The Guardian UK’s art critic Jonathan Jones has written a blog entry on George Orwell and Salvador Dali. Jones’s comments come as the Dali exhibiton Liquid Desire opens at the National Gallery of Victoria. Knowing that certain pundits are fond of quoting or citing Orwell when it comes to questions of social responsibility in the arts, Jones has an interesting take on Orwell’s attitude to Dali and the avant garde:
George Orwell isn’t usually thought of as an art critic. The author of 1984 is rightly remembered as one of the great political journalists and witnesses of the 20th century. But his contribution to the literature of modern art is also worth celebrating. In 1944 Orwell wrote an essay called Benefit of Clergy: Some Notes on Salvador Dalí. It’s a meditation on Dalí’s book The Secret Life of Salvador Dalí, and concludes that the artist’s works are “diseased and disgusting, and any investigation ought to start out from that fact”.
Never judge an article by its final sentence. Benefit of Clergy is a rare attempt to express, or to honestly attain, an ambivalent view of something that divides people into irreconcilable camps. Modern art is controversial; it was in Orwell’s day and it is in ours. It’s not meant to be consensual: it’s meant to be a slap in the face.
In his notes on Dalí, it’s clear that Orwell isn’t a big fan of surrealism, the shock art of his time.
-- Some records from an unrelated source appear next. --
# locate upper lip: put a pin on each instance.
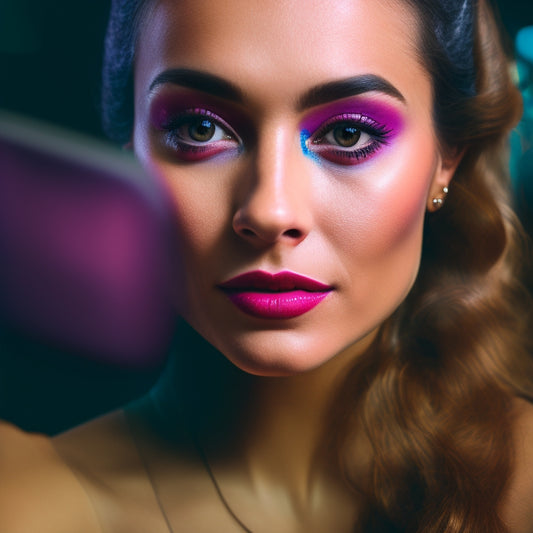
(280, 282)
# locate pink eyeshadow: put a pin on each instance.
(385, 115)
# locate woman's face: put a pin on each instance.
(295, 138)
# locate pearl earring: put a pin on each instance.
(438, 202)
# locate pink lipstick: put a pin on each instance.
(281, 295)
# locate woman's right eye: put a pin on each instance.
(199, 135)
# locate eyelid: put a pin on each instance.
(364, 123)
(176, 120)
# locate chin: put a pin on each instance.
(284, 354)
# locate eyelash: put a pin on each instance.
(318, 145)
(190, 150)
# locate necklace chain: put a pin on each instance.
(205, 463)
(217, 487)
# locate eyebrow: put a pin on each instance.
(321, 94)
(335, 90)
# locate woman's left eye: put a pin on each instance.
(198, 135)
(348, 140)
(200, 130)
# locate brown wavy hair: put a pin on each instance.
(432, 401)
(422, 422)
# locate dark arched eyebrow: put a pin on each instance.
(353, 86)
(201, 81)
(321, 94)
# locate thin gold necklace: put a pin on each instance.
(205, 462)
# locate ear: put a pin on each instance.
(441, 182)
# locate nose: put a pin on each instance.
(274, 205)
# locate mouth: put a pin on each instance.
(278, 296)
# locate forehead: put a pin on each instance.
(280, 47)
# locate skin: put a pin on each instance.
(270, 207)
(270, 202)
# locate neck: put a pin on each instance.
(273, 427)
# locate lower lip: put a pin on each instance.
(288, 304)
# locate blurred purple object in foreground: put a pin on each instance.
(84, 243)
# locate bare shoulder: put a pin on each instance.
(518, 505)
(38, 491)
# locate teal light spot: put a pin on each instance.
(304, 137)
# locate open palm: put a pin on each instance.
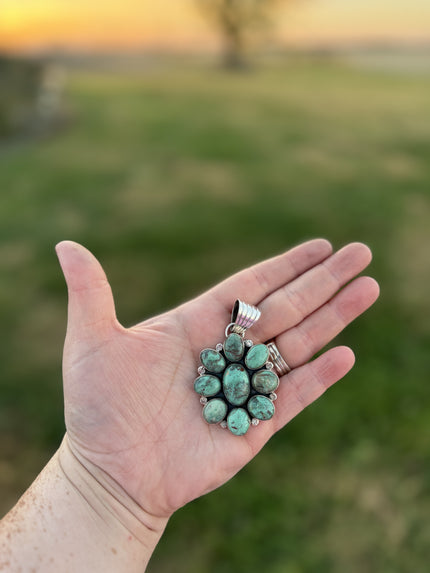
(129, 401)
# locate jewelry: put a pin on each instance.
(236, 381)
(279, 363)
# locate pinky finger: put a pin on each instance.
(304, 385)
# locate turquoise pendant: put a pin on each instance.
(236, 381)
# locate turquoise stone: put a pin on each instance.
(257, 356)
(236, 384)
(233, 347)
(238, 421)
(261, 407)
(207, 385)
(212, 360)
(215, 411)
(265, 381)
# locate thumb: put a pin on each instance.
(91, 306)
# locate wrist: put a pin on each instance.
(75, 518)
(127, 528)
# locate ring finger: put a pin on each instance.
(300, 343)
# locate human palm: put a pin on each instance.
(129, 401)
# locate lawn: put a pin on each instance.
(175, 178)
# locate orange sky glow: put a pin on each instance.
(27, 25)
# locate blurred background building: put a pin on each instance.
(181, 141)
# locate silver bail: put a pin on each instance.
(243, 316)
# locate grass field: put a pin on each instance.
(177, 177)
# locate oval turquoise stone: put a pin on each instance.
(236, 384)
(233, 347)
(215, 411)
(265, 381)
(238, 421)
(261, 407)
(257, 356)
(212, 360)
(207, 385)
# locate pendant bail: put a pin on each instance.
(243, 316)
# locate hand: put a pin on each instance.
(130, 406)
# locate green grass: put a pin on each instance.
(175, 179)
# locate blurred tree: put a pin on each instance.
(235, 21)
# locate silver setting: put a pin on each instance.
(281, 367)
(243, 317)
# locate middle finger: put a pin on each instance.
(289, 305)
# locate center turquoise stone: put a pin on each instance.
(235, 384)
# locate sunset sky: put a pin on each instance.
(178, 24)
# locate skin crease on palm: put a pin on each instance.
(130, 407)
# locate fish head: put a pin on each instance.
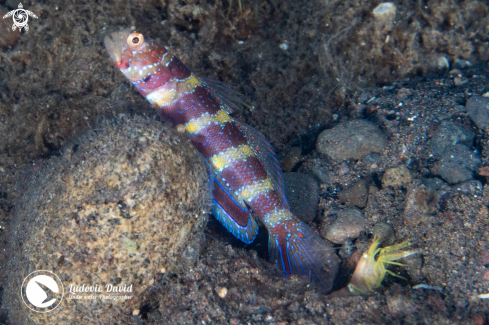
(140, 58)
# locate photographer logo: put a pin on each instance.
(42, 291)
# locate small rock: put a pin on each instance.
(383, 231)
(434, 183)
(478, 110)
(457, 164)
(351, 140)
(462, 64)
(349, 224)
(416, 207)
(385, 13)
(400, 305)
(472, 187)
(291, 158)
(447, 135)
(344, 169)
(484, 171)
(459, 81)
(485, 257)
(395, 177)
(302, 193)
(356, 194)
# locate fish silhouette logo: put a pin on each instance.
(20, 17)
(42, 291)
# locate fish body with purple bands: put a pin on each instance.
(244, 172)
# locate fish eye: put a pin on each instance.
(135, 40)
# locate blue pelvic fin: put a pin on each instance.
(236, 218)
(297, 250)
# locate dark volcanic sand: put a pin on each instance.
(304, 67)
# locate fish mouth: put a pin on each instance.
(115, 42)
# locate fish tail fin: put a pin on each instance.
(298, 250)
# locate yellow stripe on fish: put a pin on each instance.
(187, 85)
(260, 187)
(162, 96)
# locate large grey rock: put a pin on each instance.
(351, 140)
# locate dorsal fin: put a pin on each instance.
(230, 99)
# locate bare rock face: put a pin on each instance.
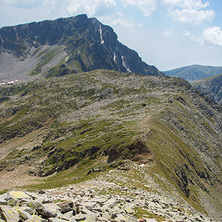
(64, 46)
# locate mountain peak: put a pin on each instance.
(63, 46)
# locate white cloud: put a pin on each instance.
(191, 36)
(122, 22)
(186, 4)
(168, 33)
(96, 7)
(91, 8)
(192, 15)
(185, 11)
(16, 1)
(212, 36)
(146, 6)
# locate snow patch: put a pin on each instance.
(16, 33)
(114, 57)
(124, 64)
(101, 34)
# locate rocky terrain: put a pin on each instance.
(155, 133)
(64, 46)
(194, 72)
(98, 200)
(211, 87)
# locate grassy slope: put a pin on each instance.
(101, 115)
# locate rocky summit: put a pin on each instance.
(64, 46)
(211, 87)
(148, 148)
(89, 132)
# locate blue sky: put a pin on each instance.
(165, 33)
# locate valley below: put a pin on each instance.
(122, 133)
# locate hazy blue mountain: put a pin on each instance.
(64, 46)
(211, 87)
(194, 72)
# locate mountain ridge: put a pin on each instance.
(74, 127)
(64, 46)
(194, 72)
(211, 86)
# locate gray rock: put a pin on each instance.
(9, 214)
(80, 217)
(24, 215)
(41, 209)
(65, 206)
(3, 201)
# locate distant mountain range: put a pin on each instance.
(194, 72)
(64, 46)
(211, 87)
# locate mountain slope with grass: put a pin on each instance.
(211, 87)
(154, 133)
(63, 46)
(194, 72)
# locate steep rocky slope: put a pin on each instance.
(194, 72)
(69, 129)
(64, 46)
(211, 87)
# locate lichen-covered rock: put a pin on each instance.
(36, 218)
(9, 214)
(19, 195)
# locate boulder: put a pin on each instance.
(23, 215)
(36, 218)
(9, 214)
(19, 195)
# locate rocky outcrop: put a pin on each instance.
(86, 204)
(65, 46)
(194, 72)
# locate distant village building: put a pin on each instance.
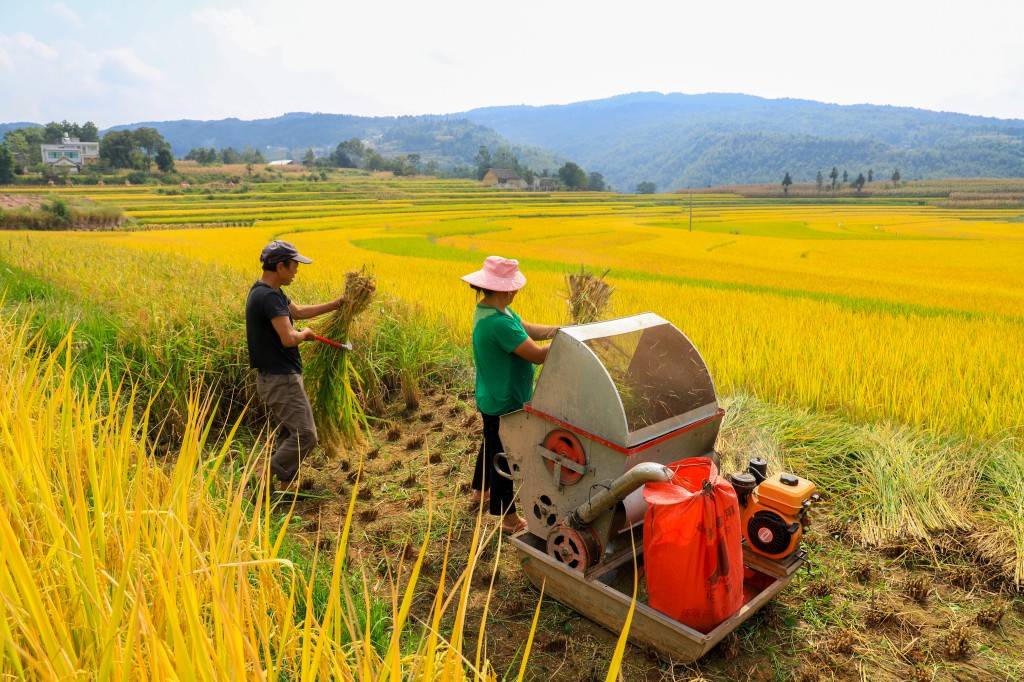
(504, 178)
(546, 183)
(70, 155)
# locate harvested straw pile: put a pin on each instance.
(588, 296)
(341, 418)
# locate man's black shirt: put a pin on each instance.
(266, 352)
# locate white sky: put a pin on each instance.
(121, 60)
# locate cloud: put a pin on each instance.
(122, 67)
(237, 27)
(24, 44)
(62, 11)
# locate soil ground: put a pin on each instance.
(855, 613)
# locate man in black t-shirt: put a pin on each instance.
(273, 352)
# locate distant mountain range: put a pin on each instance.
(675, 140)
(450, 140)
(679, 140)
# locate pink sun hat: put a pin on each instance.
(498, 274)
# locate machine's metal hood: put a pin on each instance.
(626, 381)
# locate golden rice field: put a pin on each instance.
(896, 311)
(871, 345)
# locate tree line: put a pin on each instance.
(834, 176)
(227, 155)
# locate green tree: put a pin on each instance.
(89, 132)
(165, 160)
(354, 150)
(6, 165)
(229, 156)
(251, 156)
(340, 157)
(116, 148)
(572, 176)
(148, 139)
(53, 132)
(482, 161)
(24, 144)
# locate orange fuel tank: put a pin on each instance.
(773, 512)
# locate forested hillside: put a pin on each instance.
(680, 140)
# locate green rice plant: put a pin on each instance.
(407, 348)
(1000, 536)
(889, 482)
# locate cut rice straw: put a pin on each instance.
(334, 383)
(588, 296)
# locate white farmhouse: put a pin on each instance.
(70, 155)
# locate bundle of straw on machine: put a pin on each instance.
(621, 405)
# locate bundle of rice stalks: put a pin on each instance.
(588, 296)
(334, 383)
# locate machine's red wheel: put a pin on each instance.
(565, 443)
(579, 550)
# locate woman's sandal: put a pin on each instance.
(511, 530)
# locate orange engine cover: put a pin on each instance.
(774, 515)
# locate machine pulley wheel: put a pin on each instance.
(768, 533)
(566, 444)
(577, 549)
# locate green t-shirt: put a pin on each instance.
(504, 381)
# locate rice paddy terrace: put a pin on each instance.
(873, 345)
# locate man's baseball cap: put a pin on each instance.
(282, 252)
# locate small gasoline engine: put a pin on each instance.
(773, 509)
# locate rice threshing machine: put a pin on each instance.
(615, 401)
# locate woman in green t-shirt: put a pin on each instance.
(505, 352)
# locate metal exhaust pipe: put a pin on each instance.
(646, 472)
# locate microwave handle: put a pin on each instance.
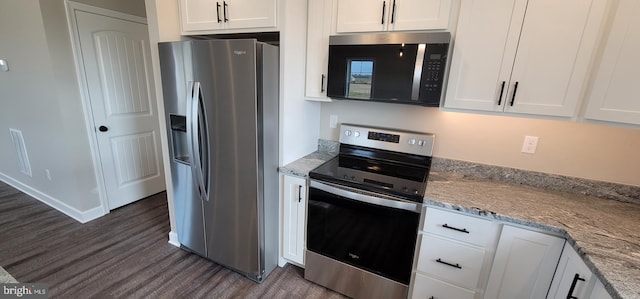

He is genuinely repulsed by the scatological details of Dalí’s art that today scarcely cause a shrug. But what’s fascinating and laudable is his attempt to find what he calls a “middle position” between conservative philistines who condemn the avant garde, and its promoters who indulge everything that someone like Dalí does and refuse to see it in a moral or political context.